Other employers passed more of the costs onto their employees by hiking co-pays and deductibles. “I’m not sure whether small businesses know what they are doing when they buy healthcare. They are forcing employees to pay more for less. They would never treat a customer that way. If they did that, they would be out of business” says Sarno.

To help solve this dilemma for small and mid-sized employers, EANJ sponsors Members Health Plan N.J., a multiple employer, self-insured group benefits plan that allows small businesses to pool their medical risk among the membership, providing greater buying power, increased access to benefit options, better rate stability and cost control.

Over 2,000 EANJ members currently fund their health care costs with Members Health Plan N.J, providing minimum essential benefits to business owners, employees and their families.

Regulated by the U.S. Department of Insurance and the N.J. Department of Banking and Insurance. The not for profit health plan is actually owned by its members and governed by uncompensated fiduciary trustees.

Brokers receive a commission if they sell the coverage to their business clients.

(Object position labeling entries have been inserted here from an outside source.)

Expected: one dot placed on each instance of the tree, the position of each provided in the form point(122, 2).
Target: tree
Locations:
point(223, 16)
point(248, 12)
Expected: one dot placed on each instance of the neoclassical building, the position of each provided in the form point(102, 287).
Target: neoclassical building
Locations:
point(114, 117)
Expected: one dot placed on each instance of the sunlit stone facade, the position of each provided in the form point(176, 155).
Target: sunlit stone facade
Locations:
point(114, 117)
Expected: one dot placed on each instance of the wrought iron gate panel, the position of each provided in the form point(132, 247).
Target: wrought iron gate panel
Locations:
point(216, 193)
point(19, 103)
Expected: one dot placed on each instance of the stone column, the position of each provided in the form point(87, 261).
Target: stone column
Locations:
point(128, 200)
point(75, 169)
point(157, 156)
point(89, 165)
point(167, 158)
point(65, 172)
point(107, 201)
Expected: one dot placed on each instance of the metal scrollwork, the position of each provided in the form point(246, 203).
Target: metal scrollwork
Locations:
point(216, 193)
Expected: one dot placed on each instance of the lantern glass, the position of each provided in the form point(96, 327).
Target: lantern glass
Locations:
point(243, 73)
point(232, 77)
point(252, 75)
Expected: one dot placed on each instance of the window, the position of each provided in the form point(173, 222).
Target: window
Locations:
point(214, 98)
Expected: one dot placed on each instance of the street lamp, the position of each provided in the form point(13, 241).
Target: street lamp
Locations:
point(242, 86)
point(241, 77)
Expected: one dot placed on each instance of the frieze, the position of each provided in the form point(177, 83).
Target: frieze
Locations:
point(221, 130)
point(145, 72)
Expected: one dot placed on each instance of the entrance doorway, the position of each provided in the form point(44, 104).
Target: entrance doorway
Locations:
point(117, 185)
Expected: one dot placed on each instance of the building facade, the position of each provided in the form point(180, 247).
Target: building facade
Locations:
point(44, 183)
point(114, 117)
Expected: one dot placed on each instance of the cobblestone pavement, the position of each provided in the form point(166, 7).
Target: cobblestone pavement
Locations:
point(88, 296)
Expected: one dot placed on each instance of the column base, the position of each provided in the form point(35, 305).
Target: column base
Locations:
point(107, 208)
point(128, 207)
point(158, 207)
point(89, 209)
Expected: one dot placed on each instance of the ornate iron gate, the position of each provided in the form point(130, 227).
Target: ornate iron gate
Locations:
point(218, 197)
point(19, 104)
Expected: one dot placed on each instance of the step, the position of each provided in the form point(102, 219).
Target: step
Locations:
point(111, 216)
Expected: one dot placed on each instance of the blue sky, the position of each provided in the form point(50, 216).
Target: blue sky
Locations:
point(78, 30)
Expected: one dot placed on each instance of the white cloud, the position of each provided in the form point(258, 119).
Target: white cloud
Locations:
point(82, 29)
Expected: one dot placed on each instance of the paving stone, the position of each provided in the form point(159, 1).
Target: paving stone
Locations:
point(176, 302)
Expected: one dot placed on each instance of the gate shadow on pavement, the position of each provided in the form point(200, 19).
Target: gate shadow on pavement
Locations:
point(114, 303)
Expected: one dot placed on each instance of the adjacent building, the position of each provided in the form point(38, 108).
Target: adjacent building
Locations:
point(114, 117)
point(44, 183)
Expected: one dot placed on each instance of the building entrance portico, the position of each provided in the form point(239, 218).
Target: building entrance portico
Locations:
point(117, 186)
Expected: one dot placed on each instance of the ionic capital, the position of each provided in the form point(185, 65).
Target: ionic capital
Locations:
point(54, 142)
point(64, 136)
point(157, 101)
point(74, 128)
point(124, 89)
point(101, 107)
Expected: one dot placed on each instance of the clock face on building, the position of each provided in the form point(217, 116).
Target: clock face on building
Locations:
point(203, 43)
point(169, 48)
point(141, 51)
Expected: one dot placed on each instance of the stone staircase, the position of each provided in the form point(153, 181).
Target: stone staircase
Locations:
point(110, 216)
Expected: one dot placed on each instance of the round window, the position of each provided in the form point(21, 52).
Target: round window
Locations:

Leading edge prevention and wellness tools are built into the plan such as enhanced, concierge-style health support dedicated to the membership. Licensed clinicians, nurses, social workers and other healthcare professionals are available to members 24/7.

“Escalating healthcare costs are obviously of great concern to employers.  But evidence suggests that 80 percent of illnesses and disease in the United States is preventable. If employers want to be part of the solution, we provide the tools” says Sarno.

“We are also ready for the healthcare mandate” adds Sarno. The plan files the required documentation for each covered employee.